By Cinnamon.

I call it almost-discernment: where you’ve been bruised by a brush with convent life and are in no particular rush to repeat the experience, but at the same time, the idea of becoming a sister is like a distant phone in the background of your life that never stops ringing. Like when you hear about a new religious community and think, simultaneously,

a) I wonder if that will be the community God wants me to join?

and

b) I hope not because I don’t really want to be a sister anymore,

and

c) but I wish I could stop thinking about becoming a sister. (That phone is starting to drive me berserk: Lord, I’d answer it if I could figure out where it is. Could You please either point me in the right direction, or make it stop ringing?)

Discerning a religious vocation the first time around wasn’t easy by any means, but at least it was comparatively straightforward. The explanation I came up with for my spiritual director was this: the first time you enter religious life, it’s like turning a compass slowly until the needle points north and everything falls into alignment. God is the magnetic pole Who draws you to Himself, and you need only keep your eyes on the compass and follow the path north to Him.

Leaving the convent is like dropping the compass.

Of course, you pick it up again, and it looks fine on the outside – the glass unbroken, the case undented – but when you try to follow it, sooner or later you’ll find it’s been jarred out of alignment. The needle swings back and forth without stopping, on any bearing, let along north. God is still out there somewhere, and you keep waiting more or less patiently for the compass to settle down and start pointing you in the direction He wants for your life… and when it doesn’t, there’s no option but to start walking regardless, because that phone is just going to keep on ringing until you do.
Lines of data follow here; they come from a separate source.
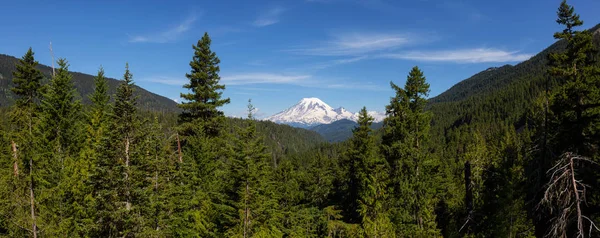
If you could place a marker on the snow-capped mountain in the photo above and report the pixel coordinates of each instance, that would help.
(377, 116)
(312, 111)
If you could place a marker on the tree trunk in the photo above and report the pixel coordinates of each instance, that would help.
(127, 192)
(31, 194)
(15, 164)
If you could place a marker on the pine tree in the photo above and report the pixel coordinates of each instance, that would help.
(404, 145)
(369, 177)
(115, 171)
(156, 173)
(26, 81)
(200, 197)
(204, 99)
(576, 102)
(573, 127)
(58, 133)
(253, 191)
(84, 171)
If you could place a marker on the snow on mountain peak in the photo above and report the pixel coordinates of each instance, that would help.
(312, 111)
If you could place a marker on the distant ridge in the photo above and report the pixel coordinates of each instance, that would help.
(84, 84)
(309, 112)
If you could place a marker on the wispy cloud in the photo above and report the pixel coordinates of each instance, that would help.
(167, 35)
(167, 80)
(478, 55)
(262, 78)
(269, 17)
(332, 63)
(360, 86)
(358, 44)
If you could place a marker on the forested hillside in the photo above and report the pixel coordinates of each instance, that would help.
(84, 85)
(511, 152)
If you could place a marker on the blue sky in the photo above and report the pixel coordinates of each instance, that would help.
(344, 52)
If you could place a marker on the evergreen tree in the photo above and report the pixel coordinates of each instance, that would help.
(156, 173)
(369, 177)
(404, 145)
(252, 191)
(84, 172)
(573, 128)
(575, 104)
(24, 117)
(204, 147)
(58, 134)
(116, 186)
(204, 99)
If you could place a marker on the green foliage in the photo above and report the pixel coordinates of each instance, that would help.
(84, 86)
(204, 98)
(471, 162)
(404, 146)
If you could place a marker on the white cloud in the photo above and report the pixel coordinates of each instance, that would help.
(358, 44)
(328, 64)
(478, 55)
(167, 35)
(269, 17)
(360, 86)
(168, 80)
(260, 78)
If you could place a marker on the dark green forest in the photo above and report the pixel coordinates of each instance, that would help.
(510, 152)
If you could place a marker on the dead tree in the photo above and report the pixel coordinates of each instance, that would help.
(564, 196)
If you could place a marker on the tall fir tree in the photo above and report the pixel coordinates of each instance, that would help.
(404, 145)
(24, 118)
(204, 99)
(252, 190)
(575, 104)
(369, 176)
(59, 134)
(84, 172)
(116, 186)
(204, 146)
(573, 134)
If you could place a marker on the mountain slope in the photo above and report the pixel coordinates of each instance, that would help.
(309, 112)
(84, 84)
(339, 130)
(497, 96)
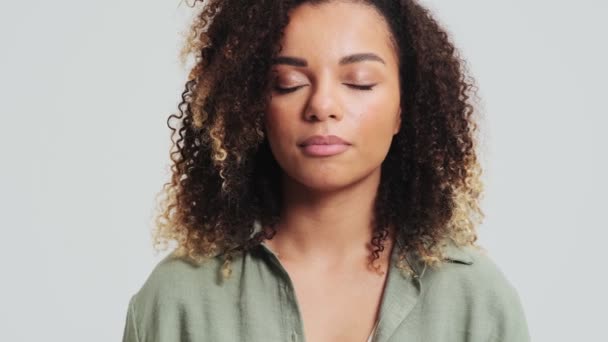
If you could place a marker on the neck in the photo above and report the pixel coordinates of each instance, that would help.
(329, 227)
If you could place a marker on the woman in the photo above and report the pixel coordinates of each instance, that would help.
(325, 185)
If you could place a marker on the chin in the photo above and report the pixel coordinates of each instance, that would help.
(326, 182)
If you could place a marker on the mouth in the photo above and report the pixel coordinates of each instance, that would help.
(323, 146)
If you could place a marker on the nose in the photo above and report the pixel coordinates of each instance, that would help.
(323, 103)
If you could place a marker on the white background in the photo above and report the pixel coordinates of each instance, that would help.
(85, 90)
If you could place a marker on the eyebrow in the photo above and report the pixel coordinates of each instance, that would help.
(355, 58)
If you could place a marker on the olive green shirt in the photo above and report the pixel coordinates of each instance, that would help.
(466, 299)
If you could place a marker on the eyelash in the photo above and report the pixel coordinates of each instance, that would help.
(366, 87)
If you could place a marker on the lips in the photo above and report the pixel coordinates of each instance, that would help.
(324, 145)
(324, 140)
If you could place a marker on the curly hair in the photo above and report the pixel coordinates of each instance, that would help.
(224, 184)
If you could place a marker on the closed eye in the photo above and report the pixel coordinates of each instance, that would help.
(355, 86)
(362, 87)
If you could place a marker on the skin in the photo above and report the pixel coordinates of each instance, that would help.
(325, 229)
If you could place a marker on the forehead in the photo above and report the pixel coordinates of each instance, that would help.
(329, 31)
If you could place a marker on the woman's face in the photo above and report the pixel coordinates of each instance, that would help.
(342, 78)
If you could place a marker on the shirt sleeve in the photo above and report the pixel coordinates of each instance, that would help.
(130, 328)
(512, 325)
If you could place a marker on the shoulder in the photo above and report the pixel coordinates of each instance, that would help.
(472, 284)
(176, 280)
(469, 271)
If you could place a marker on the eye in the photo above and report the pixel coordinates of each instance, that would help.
(362, 87)
(286, 90)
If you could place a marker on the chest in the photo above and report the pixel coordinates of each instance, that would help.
(338, 307)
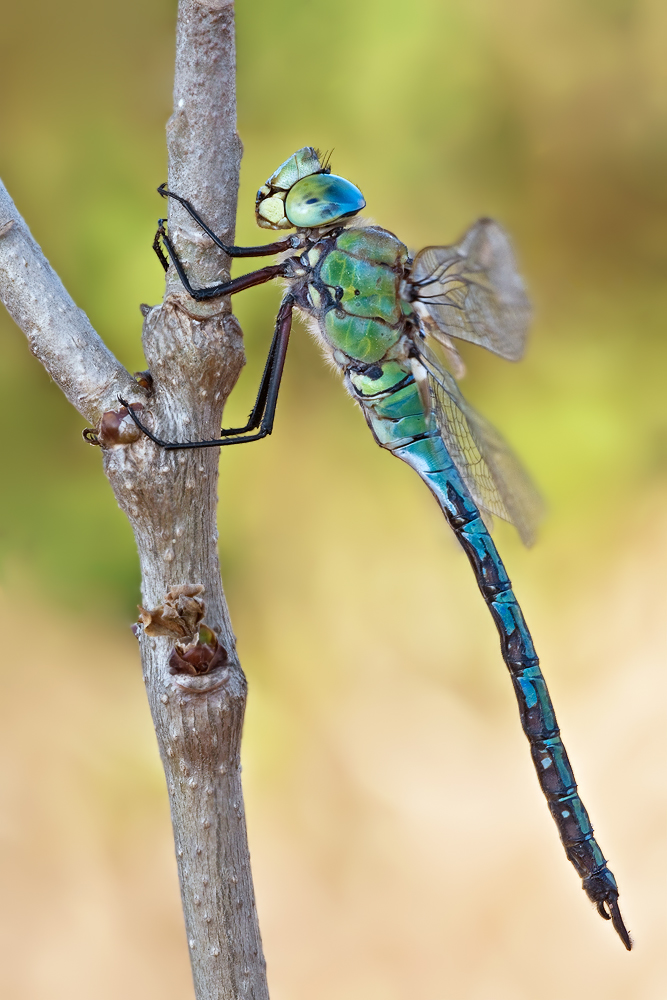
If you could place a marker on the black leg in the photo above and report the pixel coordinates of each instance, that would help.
(291, 243)
(214, 291)
(264, 410)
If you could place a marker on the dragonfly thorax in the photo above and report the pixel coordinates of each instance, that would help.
(348, 281)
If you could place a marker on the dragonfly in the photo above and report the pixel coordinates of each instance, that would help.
(388, 321)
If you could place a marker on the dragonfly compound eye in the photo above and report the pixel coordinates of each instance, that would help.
(321, 199)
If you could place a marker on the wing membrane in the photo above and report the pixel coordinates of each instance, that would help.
(472, 290)
(497, 481)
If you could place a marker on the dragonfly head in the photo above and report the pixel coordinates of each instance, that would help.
(303, 194)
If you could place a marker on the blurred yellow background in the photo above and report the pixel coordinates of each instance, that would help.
(401, 846)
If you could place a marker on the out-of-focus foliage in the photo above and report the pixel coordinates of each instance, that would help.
(399, 839)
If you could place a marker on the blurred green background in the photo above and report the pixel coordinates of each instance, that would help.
(400, 843)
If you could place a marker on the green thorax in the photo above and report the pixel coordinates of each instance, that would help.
(355, 293)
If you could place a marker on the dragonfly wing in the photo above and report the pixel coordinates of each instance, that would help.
(472, 290)
(497, 481)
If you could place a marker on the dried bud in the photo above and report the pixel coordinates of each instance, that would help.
(198, 657)
(145, 380)
(179, 615)
(115, 428)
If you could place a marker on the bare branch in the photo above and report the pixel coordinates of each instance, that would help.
(59, 333)
(195, 685)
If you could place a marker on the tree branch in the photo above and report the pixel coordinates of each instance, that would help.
(195, 685)
(59, 333)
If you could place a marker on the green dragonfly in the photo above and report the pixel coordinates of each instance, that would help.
(378, 314)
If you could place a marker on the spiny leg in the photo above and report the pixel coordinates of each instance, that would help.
(291, 243)
(213, 291)
(264, 410)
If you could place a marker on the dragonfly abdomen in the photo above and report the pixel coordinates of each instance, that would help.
(391, 410)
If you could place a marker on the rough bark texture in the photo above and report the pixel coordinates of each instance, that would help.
(194, 352)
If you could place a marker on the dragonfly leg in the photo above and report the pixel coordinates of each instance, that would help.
(212, 291)
(291, 243)
(264, 410)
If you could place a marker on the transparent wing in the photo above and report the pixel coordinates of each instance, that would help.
(473, 291)
(497, 481)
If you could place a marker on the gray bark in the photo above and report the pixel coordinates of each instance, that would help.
(194, 352)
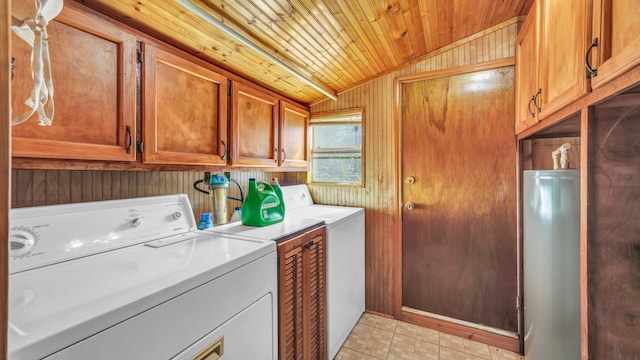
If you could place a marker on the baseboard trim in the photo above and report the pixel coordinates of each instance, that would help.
(501, 339)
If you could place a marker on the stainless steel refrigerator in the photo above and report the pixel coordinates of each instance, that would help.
(551, 264)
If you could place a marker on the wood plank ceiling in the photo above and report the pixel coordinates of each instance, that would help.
(337, 44)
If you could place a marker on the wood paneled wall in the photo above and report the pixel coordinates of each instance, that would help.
(5, 166)
(378, 196)
(51, 187)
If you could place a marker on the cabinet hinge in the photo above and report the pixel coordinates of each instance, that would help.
(140, 56)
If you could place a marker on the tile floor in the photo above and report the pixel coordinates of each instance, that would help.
(376, 337)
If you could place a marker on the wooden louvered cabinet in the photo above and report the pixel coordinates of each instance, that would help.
(302, 296)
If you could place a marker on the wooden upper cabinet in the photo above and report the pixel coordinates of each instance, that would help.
(254, 127)
(294, 122)
(302, 321)
(94, 78)
(564, 35)
(527, 71)
(616, 26)
(555, 34)
(185, 110)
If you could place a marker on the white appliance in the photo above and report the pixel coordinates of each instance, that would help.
(134, 279)
(345, 260)
(551, 264)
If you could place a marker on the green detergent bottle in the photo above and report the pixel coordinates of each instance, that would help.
(276, 188)
(261, 207)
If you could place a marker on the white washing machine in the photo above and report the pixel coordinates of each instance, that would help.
(345, 260)
(134, 279)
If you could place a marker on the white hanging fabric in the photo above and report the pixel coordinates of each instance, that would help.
(34, 32)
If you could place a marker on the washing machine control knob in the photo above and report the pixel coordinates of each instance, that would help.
(135, 222)
(21, 241)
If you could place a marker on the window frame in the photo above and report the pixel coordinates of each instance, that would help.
(337, 118)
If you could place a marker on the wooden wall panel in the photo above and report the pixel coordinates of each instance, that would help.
(613, 234)
(378, 196)
(40, 187)
(5, 166)
(51, 187)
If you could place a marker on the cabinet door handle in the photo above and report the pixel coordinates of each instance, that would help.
(130, 144)
(591, 72)
(224, 152)
(535, 100)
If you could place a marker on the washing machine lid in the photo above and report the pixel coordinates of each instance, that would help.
(290, 225)
(331, 215)
(53, 306)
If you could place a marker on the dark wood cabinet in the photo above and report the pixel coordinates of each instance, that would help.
(550, 51)
(267, 132)
(94, 78)
(185, 110)
(254, 127)
(618, 32)
(294, 122)
(302, 296)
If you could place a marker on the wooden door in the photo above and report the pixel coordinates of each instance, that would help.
(254, 127)
(563, 45)
(94, 78)
(294, 122)
(617, 29)
(459, 240)
(185, 117)
(527, 71)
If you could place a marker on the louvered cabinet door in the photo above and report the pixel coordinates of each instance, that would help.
(290, 298)
(315, 295)
(302, 292)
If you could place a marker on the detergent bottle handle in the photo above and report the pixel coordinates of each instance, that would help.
(266, 186)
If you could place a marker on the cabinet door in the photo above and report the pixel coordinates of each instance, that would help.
(315, 295)
(563, 45)
(527, 71)
(254, 127)
(185, 116)
(616, 25)
(290, 298)
(294, 122)
(94, 78)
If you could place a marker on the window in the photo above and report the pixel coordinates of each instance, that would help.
(336, 148)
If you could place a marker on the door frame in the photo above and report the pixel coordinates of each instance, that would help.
(478, 333)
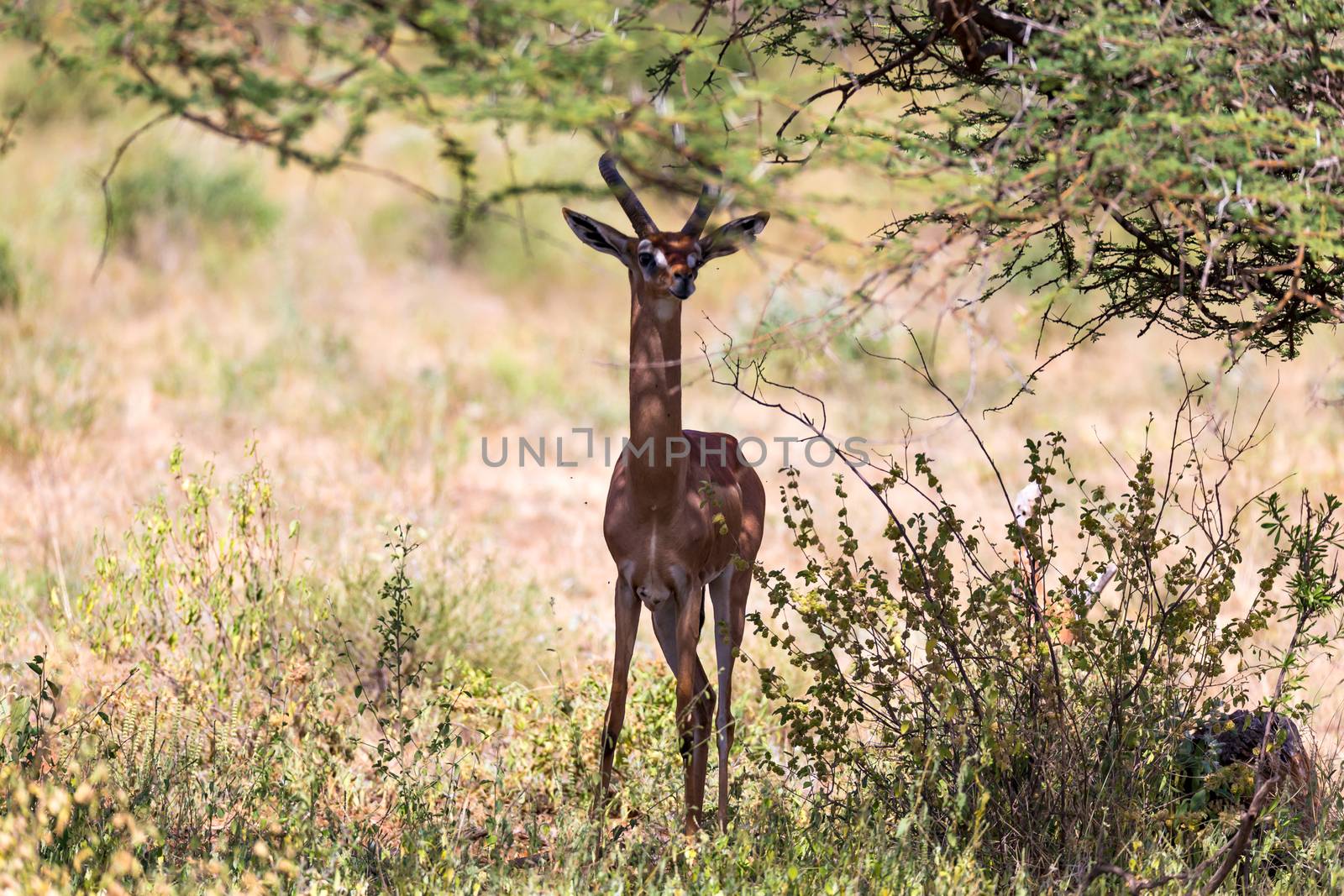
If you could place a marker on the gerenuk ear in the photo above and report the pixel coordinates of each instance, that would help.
(598, 235)
(732, 235)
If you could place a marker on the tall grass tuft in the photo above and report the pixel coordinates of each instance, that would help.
(10, 286)
(165, 196)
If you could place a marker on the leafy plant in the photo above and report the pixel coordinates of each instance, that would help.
(186, 199)
(1121, 150)
(1019, 716)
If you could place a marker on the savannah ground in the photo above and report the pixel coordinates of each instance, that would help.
(205, 452)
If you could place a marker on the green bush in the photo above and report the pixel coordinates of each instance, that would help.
(187, 199)
(1026, 719)
(47, 94)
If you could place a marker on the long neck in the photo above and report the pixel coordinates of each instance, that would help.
(658, 473)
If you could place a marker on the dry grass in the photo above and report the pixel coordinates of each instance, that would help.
(367, 356)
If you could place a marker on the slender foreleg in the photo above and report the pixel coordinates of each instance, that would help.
(627, 626)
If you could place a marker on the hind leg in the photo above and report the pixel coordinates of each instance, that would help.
(729, 594)
(627, 626)
(678, 631)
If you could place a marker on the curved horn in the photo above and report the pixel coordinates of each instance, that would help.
(629, 202)
(703, 208)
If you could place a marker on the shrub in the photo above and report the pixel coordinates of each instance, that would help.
(187, 199)
(951, 684)
(46, 94)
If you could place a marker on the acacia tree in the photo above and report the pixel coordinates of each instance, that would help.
(1173, 163)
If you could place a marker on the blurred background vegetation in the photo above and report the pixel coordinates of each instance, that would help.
(335, 264)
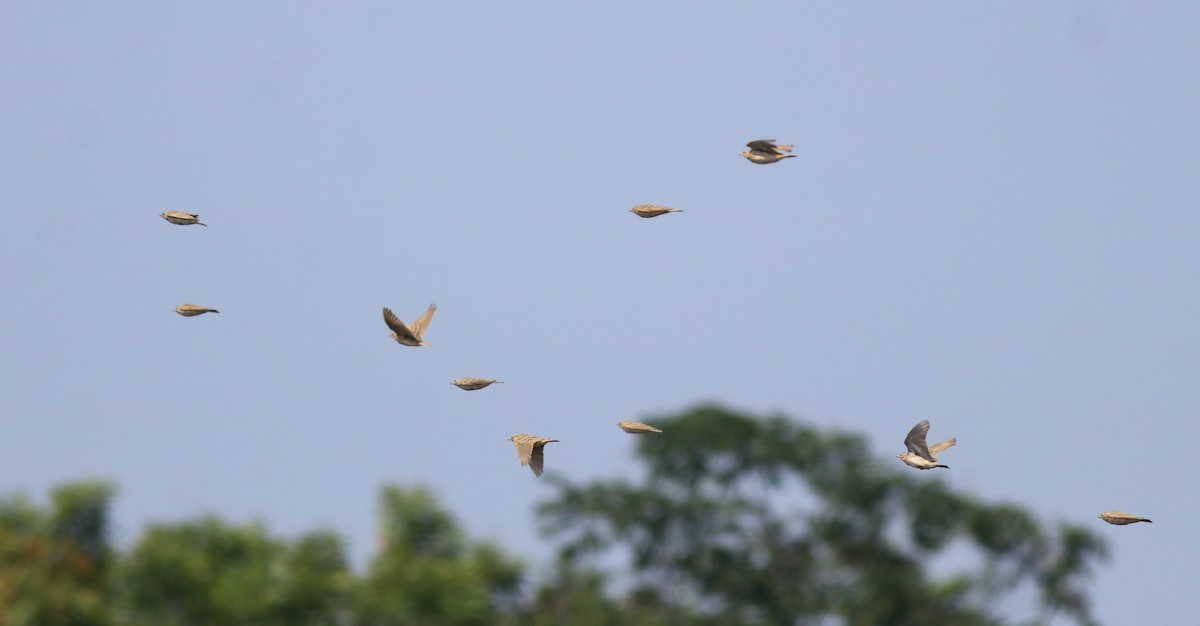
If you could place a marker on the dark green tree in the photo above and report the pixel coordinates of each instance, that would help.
(747, 521)
(208, 571)
(426, 573)
(55, 565)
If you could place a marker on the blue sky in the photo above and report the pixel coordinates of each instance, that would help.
(991, 224)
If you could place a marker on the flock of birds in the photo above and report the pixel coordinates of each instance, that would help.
(531, 449)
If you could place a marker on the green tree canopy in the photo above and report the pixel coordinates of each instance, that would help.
(55, 564)
(766, 521)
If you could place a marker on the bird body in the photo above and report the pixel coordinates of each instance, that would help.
(411, 335)
(763, 151)
(472, 384)
(637, 427)
(529, 450)
(653, 210)
(181, 218)
(1121, 519)
(919, 455)
(191, 311)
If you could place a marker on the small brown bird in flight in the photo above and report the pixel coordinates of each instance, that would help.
(919, 455)
(408, 335)
(1121, 519)
(180, 217)
(653, 210)
(763, 151)
(191, 311)
(472, 384)
(637, 427)
(529, 450)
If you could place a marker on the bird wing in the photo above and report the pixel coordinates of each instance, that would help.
(637, 427)
(535, 459)
(766, 145)
(397, 326)
(525, 449)
(939, 447)
(916, 440)
(424, 321)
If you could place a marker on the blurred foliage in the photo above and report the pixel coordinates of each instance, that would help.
(741, 521)
(745, 521)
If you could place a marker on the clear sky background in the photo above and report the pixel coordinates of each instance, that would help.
(991, 223)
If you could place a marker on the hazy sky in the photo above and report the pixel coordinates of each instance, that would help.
(991, 223)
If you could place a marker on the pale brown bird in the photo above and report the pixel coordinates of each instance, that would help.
(408, 335)
(529, 450)
(637, 427)
(919, 455)
(1121, 519)
(653, 210)
(763, 151)
(191, 311)
(180, 217)
(472, 384)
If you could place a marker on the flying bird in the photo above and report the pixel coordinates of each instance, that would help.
(653, 210)
(1121, 519)
(919, 455)
(191, 311)
(637, 427)
(529, 450)
(472, 384)
(181, 218)
(408, 335)
(763, 151)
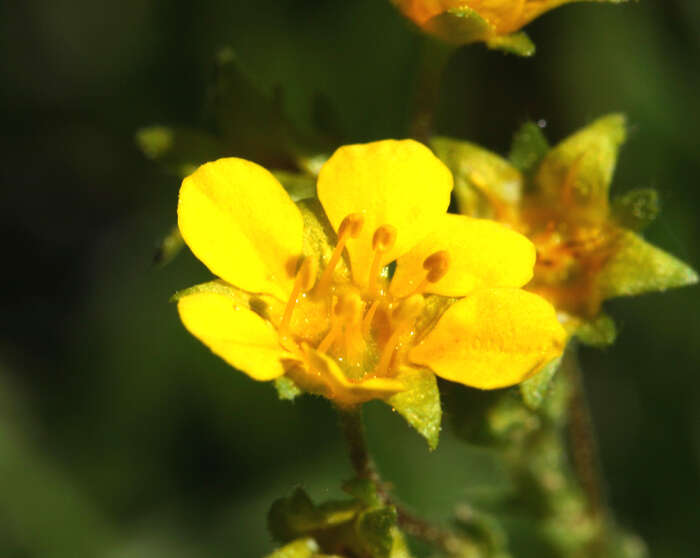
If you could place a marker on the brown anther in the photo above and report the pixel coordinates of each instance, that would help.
(351, 225)
(436, 265)
(384, 238)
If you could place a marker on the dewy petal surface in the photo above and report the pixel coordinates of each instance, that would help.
(397, 183)
(482, 254)
(239, 221)
(234, 332)
(492, 338)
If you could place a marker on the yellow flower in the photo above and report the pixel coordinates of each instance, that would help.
(306, 291)
(466, 21)
(587, 248)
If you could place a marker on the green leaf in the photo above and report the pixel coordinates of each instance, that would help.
(287, 390)
(599, 332)
(639, 267)
(515, 43)
(529, 147)
(533, 390)
(583, 164)
(296, 516)
(300, 548)
(299, 186)
(179, 150)
(460, 26)
(375, 530)
(420, 403)
(482, 178)
(169, 247)
(636, 209)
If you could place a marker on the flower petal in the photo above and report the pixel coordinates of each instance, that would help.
(224, 322)
(238, 220)
(397, 183)
(482, 254)
(492, 338)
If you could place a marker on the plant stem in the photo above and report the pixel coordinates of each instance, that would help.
(584, 446)
(353, 430)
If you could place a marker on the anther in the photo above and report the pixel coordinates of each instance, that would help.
(350, 227)
(303, 283)
(383, 240)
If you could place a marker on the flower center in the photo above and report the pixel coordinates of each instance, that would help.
(366, 330)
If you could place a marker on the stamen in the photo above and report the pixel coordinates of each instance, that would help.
(349, 228)
(383, 240)
(404, 317)
(436, 265)
(303, 283)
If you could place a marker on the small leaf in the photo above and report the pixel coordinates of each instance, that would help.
(300, 548)
(528, 148)
(459, 25)
(599, 332)
(287, 390)
(299, 186)
(169, 247)
(375, 530)
(578, 171)
(515, 43)
(636, 209)
(420, 403)
(534, 389)
(485, 183)
(639, 267)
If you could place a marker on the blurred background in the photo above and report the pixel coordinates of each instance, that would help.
(122, 436)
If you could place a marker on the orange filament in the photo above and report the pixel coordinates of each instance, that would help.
(436, 265)
(383, 240)
(303, 283)
(347, 311)
(404, 317)
(350, 227)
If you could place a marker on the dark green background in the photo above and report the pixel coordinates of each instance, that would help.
(120, 435)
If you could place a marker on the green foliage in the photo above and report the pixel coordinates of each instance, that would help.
(636, 209)
(639, 267)
(515, 43)
(420, 404)
(528, 148)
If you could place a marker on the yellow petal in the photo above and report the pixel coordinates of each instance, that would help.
(482, 254)
(396, 183)
(321, 374)
(238, 220)
(492, 338)
(226, 325)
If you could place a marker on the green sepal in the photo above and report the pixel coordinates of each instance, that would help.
(169, 247)
(299, 186)
(599, 332)
(459, 26)
(296, 515)
(636, 209)
(420, 403)
(515, 43)
(179, 150)
(375, 528)
(529, 147)
(287, 390)
(481, 178)
(580, 168)
(639, 267)
(534, 390)
(300, 548)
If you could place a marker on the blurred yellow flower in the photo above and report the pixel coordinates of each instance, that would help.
(466, 21)
(587, 248)
(306, 291)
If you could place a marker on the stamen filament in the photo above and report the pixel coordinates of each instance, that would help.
(349, 228)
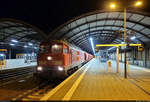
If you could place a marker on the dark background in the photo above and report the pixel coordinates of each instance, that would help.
(47, 15)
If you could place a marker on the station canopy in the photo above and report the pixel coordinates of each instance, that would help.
(103, 27)
(18, 30)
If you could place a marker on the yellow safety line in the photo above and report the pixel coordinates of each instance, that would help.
(49, 94)
(75, 85)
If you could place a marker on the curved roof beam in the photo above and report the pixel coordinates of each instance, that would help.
(107, 26)
(15, 34)
(26, 24)
(96, 31)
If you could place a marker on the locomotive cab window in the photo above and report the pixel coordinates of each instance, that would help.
(65, 50)
(44, 49)
(56, 48)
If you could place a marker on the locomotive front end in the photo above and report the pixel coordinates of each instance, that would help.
(50, 61)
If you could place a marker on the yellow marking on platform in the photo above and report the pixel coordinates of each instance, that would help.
(30, 96)
(49, 94)
(75, 85)
(101, 45)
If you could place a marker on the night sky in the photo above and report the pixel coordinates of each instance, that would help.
(47, 15)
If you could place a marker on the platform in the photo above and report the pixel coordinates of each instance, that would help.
(93, 82)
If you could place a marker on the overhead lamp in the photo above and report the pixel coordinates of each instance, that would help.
(30, 44)
(25, 46)
(112, 6)
(92, 44)
(1, 54)
(138, 3)
(35, 47)
(12, 44)
(132, 38)
(13, 40)
(111, 48)
(55, 46)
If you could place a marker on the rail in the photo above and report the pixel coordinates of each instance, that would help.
(14, 73)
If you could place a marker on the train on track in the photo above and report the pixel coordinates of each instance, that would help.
(58, 59)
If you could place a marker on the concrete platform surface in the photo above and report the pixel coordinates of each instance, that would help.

Discernment the second time around means having the courage to take even a single step forward, knowing that you have no real idea whether you’re heading north or south-south-west.

My post-convent discernment path has been largely comprised of zig-zags, punctuated occasionally by an “oof!” as
 my faulty compass guides me straight into a tree. (I went on a nine-day orienteering camp when I was fourteen. Didn’t like it. Can you tell?) Our Lord told us, though, to keep on asking, seeking, and knocking; without a functioning compass, the walk will take longer, but one day – in His time – the underbrush will part suddenly and a clear path to Him will become visible. And He asks us to trust that, when each one of us gets to heaven and looks back down on the times when we felt most lost and helpless, meandering pointlessly in the scrub, we will see only one set of footprints.